NfkDumpling Sun 24-Aug-14 07:36:22

Try writing it down Ethel.

My mother was difficult too and I couldn't offload on DH or the kids, it wouldn't have been fair. She was sweetness itself with them - except once when we were on holiday and she let fly at DD2. It was nice to have a witness!

Keeping a private journal gave me somewhere to offload and reading it back sometimes helped me see I was not useless, gave me strength to stand my ground. Helped me understand why she was as she was.
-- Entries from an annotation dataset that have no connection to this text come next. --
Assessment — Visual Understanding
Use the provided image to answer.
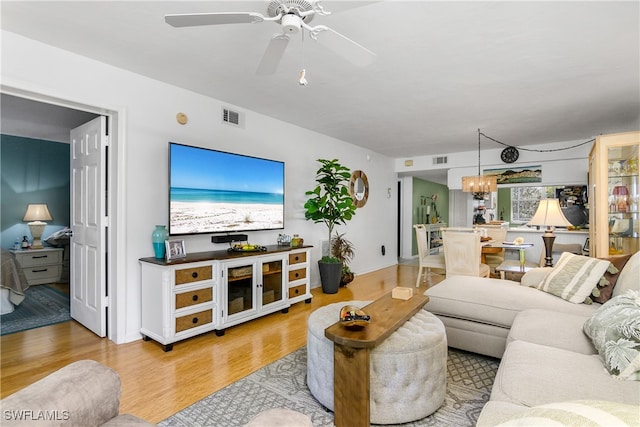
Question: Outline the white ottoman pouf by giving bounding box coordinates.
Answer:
[307,301,447,424]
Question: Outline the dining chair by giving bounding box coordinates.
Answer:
[480,227,507,275]
[413,224,445,288]
[442,231,491,277]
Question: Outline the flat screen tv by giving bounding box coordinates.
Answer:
[169,142,284,235]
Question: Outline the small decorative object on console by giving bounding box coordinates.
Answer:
[340,305,371,330]
[164,240,187,261]
[278,233,291,246]
[391,286,413,301]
It also helped me remember that we did have good times too and stopped the bad overshadowing all.

NfkDumpling Sun 24-Aug-14 07:38:09

(And I bet you look great in leggings and baseball boots and stripy hair.)

etheltbags1 Sun 24-Aug-14 11:23:11

thank you dumpling I m going to do that. I write most stuff down, Ive actually written several short stories and a novel but they are all on either a stick or notebook. Ive not got the confidence to enquire how to get published, presuming they are good enough, which I doubt. I will start the 'granny grump chronicles today'.

jinglbellsfrocks Sun 24-Aug-14 13:02:23

Just read Rosie' s blog. It's like a horrifying glimpse into the future. I just know my care, if I make it to a ripe old age, could easily land squarely on my younger daughter.

It would have to be a home I suppose. Terrifying thought. sad

Must keep some funds put by for both of us.

jinglbellsfrocks Sun 24-Aug-14 13:04:17

Perhaps I shouldn't have the last minute trip to Barcelona that we are planning. shock

jinglbellsfrocks Sun 24-Aug-14 13:04:47

Or perhaps just avoid the misery blogs.

Iam64 Sun 24-Aug-14 19:50:52

Barcelona sounds a good plan jingle, I've never been but everyone I know who has, raves about it.